American fascination with St. Andrews as a golfing destination has been evident for more than 150 years and is most memorably attributable to Bobby Jones, who fell in love with both the Old Course and the town when he said, “I could take out of my life everything except my experiences at St. Andrews and I would still have had a rich life.”
In my view, St. Andrews is unique because it appeals to people on many different levels, and that is the story I try to tell in my book, St. Andrews: Camelot of Golf. History is important as golf has remained in the same place for more than 500 years; in addition, like nowhere else, perceptions have been shaped over the last 200 years by books, poems, paintings, and photographs.

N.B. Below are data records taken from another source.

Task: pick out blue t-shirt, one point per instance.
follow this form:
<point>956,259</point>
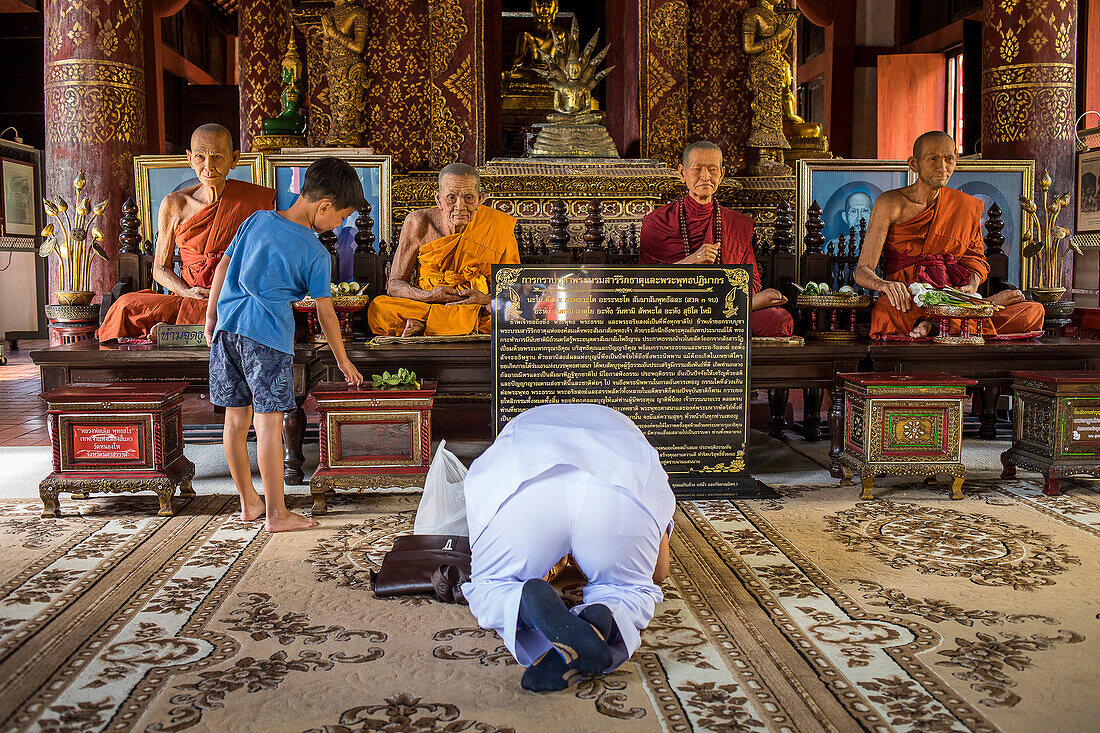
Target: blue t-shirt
<point>272,263</point>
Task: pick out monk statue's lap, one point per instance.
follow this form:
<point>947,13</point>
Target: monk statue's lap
<point>439,281</point>
<point>931,233</point>
<point>199,220</point>
<point>696,230</point>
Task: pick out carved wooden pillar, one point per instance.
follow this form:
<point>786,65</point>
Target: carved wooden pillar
<point>1027,88</point>
<point>95,101</point>
<point>262,28</point>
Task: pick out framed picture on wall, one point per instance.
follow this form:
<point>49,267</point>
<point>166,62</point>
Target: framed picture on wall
<point>285,174</point>
<point>19,201</point>
<point>1001,183</point>
<point>155,176</point>
<point>1087,193</point>
<point>845,190</point>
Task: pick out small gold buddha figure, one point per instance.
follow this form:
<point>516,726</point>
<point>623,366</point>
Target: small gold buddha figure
<point>540,39</point>
<point>767,31</point>
<point>572,74</point>
<point>344,30</point>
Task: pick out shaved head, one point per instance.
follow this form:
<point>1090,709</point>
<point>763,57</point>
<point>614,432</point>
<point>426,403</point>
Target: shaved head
<point>211,132</point>
<point>460,170</point>
<point>701,145</point>
<point>931,137</point>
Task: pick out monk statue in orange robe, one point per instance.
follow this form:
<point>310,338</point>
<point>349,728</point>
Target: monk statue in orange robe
<point>930,233</point>
<point>454,245</point>
<point>201,221</point>
<point>696,230</point>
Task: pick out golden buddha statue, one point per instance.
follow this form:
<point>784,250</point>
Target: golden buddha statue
<point>573,129</point>
<point>344,31</point>
<point>767,31</point>
<point>539,39</point>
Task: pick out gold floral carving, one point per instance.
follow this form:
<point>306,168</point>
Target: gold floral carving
<point>95,102</point>
<point>1025,100</point>
<point>446,26</point>
<point>666,107</point>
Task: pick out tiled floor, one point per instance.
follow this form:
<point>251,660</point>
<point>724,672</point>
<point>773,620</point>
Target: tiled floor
<point>22,414</point>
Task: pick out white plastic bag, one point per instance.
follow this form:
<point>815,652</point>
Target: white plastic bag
<point>442,507</point>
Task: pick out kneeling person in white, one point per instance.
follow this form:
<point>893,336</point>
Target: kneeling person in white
<point>562,480</point>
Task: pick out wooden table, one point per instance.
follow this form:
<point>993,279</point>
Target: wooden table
<point>464,374</point>
<point>91,362</point>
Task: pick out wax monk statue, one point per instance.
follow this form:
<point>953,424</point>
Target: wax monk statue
<point>683,232</point>
<point>454,244</point>
<point>930,233</point>
<point>201,221</point>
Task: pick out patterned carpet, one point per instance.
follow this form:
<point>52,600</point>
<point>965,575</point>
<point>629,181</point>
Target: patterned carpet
<point>812,612</point>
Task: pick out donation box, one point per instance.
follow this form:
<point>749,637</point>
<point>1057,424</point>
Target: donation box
<point>118,438</point>
<point>375,440</point>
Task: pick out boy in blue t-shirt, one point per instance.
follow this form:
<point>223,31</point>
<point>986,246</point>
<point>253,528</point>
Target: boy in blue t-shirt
<point>274,260</point>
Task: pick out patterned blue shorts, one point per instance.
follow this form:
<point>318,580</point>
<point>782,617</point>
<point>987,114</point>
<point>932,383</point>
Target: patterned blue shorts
<point>244,372</point>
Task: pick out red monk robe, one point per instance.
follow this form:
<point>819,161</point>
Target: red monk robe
<point>202,238</point>
<point>463,261</point>
<point>942,247</point>
<point>662,243</point>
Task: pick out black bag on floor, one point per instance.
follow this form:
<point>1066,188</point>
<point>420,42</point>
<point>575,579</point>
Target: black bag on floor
<point>425,564</point>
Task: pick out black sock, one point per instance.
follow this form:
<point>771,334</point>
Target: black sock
<point>574,638</point>
<point>551,673</point>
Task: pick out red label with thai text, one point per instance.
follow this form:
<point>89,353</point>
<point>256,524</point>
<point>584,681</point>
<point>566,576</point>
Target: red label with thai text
<point>107,441</point>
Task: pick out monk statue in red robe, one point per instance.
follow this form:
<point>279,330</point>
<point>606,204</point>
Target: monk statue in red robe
<point>201,221</point>
<point>696,230</point>
<point>930,233</point>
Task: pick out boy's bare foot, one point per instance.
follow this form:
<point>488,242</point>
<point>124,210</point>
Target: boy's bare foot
<point>921,329</point>
<point>252,511</point>
<point>289,522</point>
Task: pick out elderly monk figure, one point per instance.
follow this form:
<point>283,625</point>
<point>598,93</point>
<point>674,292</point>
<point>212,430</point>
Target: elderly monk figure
<point>200,220</point>
<point>696,230</point>
<point>931,233</point>
<point>454,244</point>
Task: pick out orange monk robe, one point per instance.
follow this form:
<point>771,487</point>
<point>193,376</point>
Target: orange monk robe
<point>202,238</point>
<point>942,245</point>
<point>462,261</point>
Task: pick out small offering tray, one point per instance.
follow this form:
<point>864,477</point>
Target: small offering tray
<point>834,301</point>
<point>338,302</point>
<point>970,318</point>
<point>983,310</point>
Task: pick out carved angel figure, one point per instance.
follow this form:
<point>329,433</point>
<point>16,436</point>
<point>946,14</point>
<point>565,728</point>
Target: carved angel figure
<point>572,74</point>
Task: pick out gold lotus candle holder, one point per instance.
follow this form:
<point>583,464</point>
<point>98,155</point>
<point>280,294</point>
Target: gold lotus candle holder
<point>68,240</point>
<point>1042,245</point>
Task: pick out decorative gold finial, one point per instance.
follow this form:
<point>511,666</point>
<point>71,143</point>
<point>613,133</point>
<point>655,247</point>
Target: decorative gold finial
<point>1042,244</point>
<point>68,240</point>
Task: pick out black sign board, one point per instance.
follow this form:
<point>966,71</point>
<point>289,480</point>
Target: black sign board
<point>666,346</point>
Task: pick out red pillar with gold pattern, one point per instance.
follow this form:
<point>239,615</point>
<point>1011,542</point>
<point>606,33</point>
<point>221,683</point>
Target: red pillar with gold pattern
<point>262,35</point>
<point>95,104</point>
<point>1029,88</point>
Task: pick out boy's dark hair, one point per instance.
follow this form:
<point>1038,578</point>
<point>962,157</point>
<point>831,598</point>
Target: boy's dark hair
<point>332,178</point>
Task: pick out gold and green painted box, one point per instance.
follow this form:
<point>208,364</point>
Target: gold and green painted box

The Old Course, largely unchanged as a championship course over the last 125 years, is beguiling with its eye-popping double greens and dozens of strangely named bunkers; the town itself has a magical appeal given that its 600-year-old heart remains intact, while nowhere else in the world do you see people carrying their golf clubs around the town and drinking beer in the multitudinous pubs still wearing their golfing kit; and many notable individuals from American Presidents to British Prime Ministers have enjoyed St. Andrews while, at the same time, less exalted members of society such as the local townsfolk—men and women—have benefited from extensive playing rights. Finally, as Tiger Woods said, St. Andrews is the greatest walk in golf, partly because just about every great champion who has played the game has also stood on the Swilken Bridge looking at the amazing amphitheater ahead, just as anybody can—because it is public, not private, land.